A PÁGINA ENTREVISTA Manuel Cabral Morais presidente da Associação ILGA?Portugal

Manuel Cabral Morais tem 37 anos e é professor universitário. É presidente da Direcção da Associação ILGA Portugal desde Novembro de 2002, integrando também o Grupo de Intervenção Política desta associação.
Nesta entrevista, explica porque razão considera que em Portugal a homofobia e a discriminação persistem na sociedade e defende argumentos a favor do casamento civil e da adopção de crianças por homossexuais. 

De que forma tem vindo a sociedade portuguesa a encarar a homossexualidade? Pensa que tem existido uma evolução positiva?

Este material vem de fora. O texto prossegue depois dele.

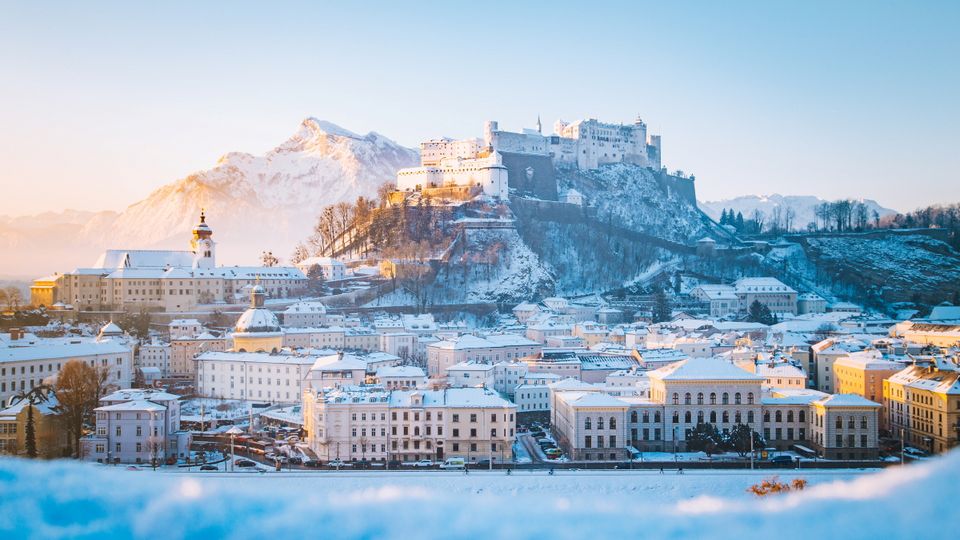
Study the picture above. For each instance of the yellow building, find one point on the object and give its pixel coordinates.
(923, 403)
(51, 434)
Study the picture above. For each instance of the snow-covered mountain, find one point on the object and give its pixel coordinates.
(803, 206)
(253, 203)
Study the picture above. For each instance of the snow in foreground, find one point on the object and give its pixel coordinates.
(42, 500)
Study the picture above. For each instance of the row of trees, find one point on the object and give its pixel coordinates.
(707, 438)
(845, 215)
(77, 391)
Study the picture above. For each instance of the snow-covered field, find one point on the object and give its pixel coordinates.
(65, 499)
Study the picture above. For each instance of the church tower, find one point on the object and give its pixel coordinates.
(202, 244)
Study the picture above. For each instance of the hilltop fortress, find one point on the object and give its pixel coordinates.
(526, 162)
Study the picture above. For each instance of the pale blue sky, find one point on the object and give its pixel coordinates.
(100, 103)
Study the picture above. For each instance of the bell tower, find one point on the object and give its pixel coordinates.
(202, 245)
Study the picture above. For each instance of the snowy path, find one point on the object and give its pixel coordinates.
(647, 485)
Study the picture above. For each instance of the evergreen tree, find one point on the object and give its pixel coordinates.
(739, 439)
(30, 434)
(760, 313)
(662, 310)
(705, 438)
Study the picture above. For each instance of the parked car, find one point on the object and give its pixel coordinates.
(454, 463)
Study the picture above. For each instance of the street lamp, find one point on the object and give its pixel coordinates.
(233, 432)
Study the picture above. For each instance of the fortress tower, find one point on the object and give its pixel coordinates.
(202, 244)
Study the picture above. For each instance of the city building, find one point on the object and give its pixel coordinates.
(136, 426)
(50, 432)
(29, 361)
(922, 405)
(171, 281)
(253, 376)
(376, 424)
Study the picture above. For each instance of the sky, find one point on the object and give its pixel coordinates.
(102, 102)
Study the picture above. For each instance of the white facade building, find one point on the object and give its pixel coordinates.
(253, 376)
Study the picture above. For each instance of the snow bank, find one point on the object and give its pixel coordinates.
(66, 499)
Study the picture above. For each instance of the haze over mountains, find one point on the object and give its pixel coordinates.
(253, 203)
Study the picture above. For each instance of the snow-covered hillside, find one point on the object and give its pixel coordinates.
(60, 499)
(803, 206)
(254, 203)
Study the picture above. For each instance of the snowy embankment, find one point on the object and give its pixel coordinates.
(65, 499)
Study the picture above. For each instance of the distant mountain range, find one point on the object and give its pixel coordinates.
(253, 203)
(803, 206)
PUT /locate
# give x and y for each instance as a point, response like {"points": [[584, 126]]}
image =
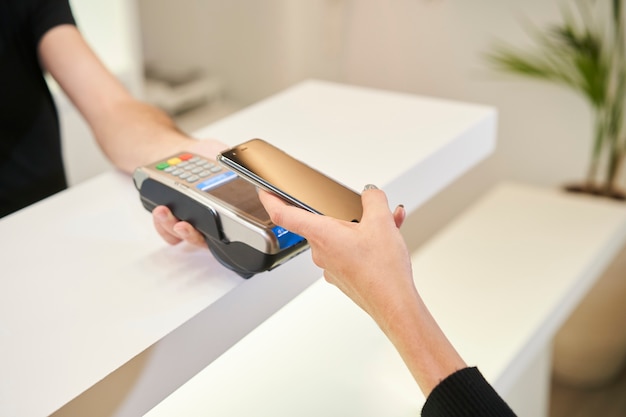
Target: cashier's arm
{"points": [[129, 132]]}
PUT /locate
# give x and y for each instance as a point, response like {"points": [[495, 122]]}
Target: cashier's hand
{"points": [[174, 231], [171, 229], [368, 261]]}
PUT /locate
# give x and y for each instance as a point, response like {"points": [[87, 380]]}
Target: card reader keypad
{"points": [[189, 167]]}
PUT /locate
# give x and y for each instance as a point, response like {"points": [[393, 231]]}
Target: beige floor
{"points": [[608, 401]]}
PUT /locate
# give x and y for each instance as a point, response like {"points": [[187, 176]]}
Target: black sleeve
{"points": [[465, 393], [47, 14]]}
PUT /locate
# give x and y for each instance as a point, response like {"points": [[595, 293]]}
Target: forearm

Enquanto maior e mais antiga associação de defesa dos direitos de Lésbicas, Gays, Bissexuais e Transgénero (LGBT), a Associação ILGA?Portugal tem contribuído para uma evolução gradual mas inequívoca no sentido do reconhecimento das LGBT como cidadãos de pleno direito quer a nível legal, quer a nível social em Portugal.
A nível legal assinale-se, por exemplo, o acesso às Uniões de Facto, em 2001, ou a recente alteração do Princípio da Igualdade  (Artigo 13º) da Constituição da República, em 2004, que passou a incluir a orientação sexual entre as razões pelas quais "ninguém pode ser privilegiado, beneficiado, prejudicado, privado de qualquer direito ou isento de qualquer dever (...)".
Também nos meios de comunicação social as LGBT têm vindo a ser representados de forma menos estereotipada, mais abrangente e positiva, fruto de um trabalho continuado que associações como a nossa têm vindo a desenvolver junto dos media.
Apesar destas evoluções notórias a homofobia persiste em Portugal. Tal como o racismo ou o sexismo, a homofobia é uma forma de exclusão social com manifestações diversas: da chacota ao insulto, da violência psicológica à agressão física, passando pela chantagem no local de trabalho ou no seio da família.

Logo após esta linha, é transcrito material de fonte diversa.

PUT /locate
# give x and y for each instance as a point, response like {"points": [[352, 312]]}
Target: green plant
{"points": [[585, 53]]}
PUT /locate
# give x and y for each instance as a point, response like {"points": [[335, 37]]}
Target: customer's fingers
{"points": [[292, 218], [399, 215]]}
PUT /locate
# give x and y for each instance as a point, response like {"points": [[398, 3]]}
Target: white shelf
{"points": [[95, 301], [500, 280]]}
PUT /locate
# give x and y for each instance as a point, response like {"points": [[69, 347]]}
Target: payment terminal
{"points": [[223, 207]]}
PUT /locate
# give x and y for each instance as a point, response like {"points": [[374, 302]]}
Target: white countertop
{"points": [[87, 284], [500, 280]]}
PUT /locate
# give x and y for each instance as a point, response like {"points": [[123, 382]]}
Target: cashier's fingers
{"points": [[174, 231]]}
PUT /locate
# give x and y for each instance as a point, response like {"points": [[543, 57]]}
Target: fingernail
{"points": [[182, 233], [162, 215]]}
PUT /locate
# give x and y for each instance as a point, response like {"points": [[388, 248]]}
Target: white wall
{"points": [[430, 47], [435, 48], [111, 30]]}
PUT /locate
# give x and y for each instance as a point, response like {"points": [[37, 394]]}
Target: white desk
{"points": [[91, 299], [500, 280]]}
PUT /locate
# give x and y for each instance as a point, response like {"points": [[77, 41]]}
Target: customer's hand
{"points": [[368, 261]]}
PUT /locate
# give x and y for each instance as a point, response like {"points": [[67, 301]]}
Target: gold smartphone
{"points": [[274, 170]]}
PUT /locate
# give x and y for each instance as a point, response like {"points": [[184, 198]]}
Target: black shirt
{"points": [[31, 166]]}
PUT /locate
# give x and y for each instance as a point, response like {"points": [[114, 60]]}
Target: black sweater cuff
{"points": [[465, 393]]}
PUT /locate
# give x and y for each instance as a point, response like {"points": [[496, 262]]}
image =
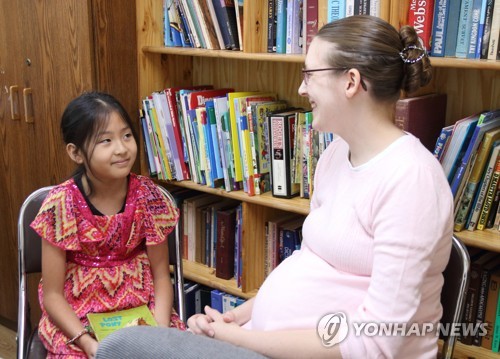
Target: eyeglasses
{"points": [[307, 74]]}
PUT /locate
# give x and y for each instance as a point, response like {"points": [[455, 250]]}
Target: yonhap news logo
{"points": [[333, 328]]}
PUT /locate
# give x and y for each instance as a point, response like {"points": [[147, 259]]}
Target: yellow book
{"points": [[103, 324], [233, 113]]}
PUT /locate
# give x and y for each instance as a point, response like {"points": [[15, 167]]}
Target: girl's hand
{"points": [[89, 345]]}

Apesar de a proibição da discriminação com base na orientação sexual estar inscrita na Constituição Portuguesa, no seu artigo 13º, ela continua presente em alguns aspectos da Lei e no dia-a-dia das pessoas. O que falta ainda para uma plena efectivação dos direitos da comunidade LGBT, nomeadamente no que se refere ao casamento entre pessoas do mesmo sexo?

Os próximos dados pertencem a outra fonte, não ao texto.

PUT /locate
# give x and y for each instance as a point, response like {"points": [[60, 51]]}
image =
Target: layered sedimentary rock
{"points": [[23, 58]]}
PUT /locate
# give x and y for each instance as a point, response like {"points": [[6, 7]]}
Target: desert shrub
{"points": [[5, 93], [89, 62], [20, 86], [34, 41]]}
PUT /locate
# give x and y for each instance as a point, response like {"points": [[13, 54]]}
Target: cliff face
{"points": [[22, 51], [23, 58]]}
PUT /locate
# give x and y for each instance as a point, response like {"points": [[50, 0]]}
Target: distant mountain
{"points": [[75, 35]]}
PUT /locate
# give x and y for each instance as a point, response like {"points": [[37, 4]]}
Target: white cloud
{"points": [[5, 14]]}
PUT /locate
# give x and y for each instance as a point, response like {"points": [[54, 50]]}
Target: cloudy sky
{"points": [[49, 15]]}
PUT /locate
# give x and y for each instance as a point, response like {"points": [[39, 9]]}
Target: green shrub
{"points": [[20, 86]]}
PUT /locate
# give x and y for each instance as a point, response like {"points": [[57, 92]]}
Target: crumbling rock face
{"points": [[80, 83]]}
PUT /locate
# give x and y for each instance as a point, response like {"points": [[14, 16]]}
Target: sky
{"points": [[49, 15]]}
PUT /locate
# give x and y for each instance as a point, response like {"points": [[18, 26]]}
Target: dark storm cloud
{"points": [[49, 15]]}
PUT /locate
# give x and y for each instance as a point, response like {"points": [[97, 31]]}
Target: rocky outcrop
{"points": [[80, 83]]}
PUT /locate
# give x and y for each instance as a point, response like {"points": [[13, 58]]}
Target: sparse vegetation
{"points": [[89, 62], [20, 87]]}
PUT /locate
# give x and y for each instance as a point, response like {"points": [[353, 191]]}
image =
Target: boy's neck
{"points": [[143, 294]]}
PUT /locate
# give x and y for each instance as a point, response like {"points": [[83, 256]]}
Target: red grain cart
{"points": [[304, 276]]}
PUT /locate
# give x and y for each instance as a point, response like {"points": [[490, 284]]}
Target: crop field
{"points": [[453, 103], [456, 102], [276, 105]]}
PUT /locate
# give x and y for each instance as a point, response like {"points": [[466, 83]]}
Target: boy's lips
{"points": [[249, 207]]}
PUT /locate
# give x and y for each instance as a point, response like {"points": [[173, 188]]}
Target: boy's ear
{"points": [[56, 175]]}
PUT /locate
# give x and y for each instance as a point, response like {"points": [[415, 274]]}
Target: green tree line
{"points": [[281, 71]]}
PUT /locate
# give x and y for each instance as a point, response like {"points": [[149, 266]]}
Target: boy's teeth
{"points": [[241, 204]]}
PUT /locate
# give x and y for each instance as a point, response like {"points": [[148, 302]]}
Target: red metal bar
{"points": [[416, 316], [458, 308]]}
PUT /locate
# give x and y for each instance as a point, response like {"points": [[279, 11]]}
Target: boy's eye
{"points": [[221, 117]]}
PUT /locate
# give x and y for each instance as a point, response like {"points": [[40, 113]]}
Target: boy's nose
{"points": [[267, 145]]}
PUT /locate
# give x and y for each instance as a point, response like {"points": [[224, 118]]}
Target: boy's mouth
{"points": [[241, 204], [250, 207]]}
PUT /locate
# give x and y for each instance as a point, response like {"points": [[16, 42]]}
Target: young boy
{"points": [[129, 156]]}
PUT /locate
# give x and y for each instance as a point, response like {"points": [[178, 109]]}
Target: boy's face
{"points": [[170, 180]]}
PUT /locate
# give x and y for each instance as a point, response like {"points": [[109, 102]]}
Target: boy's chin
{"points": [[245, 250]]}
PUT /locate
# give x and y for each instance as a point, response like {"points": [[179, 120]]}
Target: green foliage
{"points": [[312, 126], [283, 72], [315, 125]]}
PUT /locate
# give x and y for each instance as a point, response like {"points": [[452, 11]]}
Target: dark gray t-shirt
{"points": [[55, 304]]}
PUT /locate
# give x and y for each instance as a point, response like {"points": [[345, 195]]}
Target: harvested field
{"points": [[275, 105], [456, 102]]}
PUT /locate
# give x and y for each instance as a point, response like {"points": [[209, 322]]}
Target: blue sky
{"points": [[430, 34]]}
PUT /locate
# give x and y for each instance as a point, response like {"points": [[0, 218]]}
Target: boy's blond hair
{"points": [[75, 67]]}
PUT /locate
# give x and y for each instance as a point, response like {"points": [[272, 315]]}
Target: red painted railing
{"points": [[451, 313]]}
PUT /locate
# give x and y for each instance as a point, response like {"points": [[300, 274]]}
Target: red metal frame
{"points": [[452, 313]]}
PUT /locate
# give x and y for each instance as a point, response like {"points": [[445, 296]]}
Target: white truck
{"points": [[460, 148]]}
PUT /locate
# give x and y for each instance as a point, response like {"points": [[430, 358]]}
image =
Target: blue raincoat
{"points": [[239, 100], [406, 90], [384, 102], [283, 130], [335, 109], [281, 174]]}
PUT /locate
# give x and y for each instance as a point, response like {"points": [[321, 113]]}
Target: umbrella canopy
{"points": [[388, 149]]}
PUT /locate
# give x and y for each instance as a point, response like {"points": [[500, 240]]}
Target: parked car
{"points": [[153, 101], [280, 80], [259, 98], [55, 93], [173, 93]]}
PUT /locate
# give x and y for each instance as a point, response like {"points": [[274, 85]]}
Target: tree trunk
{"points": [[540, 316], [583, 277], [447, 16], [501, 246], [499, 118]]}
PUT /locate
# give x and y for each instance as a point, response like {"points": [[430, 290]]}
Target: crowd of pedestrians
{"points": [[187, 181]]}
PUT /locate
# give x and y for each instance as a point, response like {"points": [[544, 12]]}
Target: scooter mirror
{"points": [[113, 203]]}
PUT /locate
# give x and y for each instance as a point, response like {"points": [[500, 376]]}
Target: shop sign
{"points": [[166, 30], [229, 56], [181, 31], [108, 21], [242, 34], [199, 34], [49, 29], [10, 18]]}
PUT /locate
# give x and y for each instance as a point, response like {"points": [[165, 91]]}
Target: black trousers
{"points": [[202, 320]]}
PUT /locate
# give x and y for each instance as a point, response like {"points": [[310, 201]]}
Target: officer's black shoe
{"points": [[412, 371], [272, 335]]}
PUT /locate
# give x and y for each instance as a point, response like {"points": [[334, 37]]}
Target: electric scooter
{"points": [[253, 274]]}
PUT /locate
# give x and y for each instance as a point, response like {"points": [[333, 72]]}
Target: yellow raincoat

Em Portugal, o Artigo 36º da Constituição refere que "Todos têm o direito de constituir família e de contrair casamento em condições de plena igualdade." Portugal é também o único país europeu cuja Constituição proíbe explicitamente a discriminação com base na orientação sexual (Artigo 13º). No entanto, o casamento civil continua a existir exclusivamente para casais constituídos por pessoas de sexos diferentes, numa clara violação da Constituição.
Este é mais um dos exemplos da discriminação baseada na orientação sexual, que continua a existir na sociedade e na própria lei. Outros exemplos são a adopção de crianças vedada a casais do mesmo sexo; a educação sexual que deveria abordar obrigatoriamente o tema das orientações sexuais, tal como acontece em França e na Holanda; e a inexistência de agravamentos penais em função de motivos homófobos à semelhança dos previstos em função de motivos racistas ou anti-religiosos em Portugal, e de legislação anti-homofobia.


Mesmo aqui ao lado, em Espanha, a moldura legal é muito diferente e inclusivamente é uma das mais avançadas da Europa, a par com a Bélgica e a Holanda. Porquê realidades tão diferentes em países sócio-culturalmente tão próximos?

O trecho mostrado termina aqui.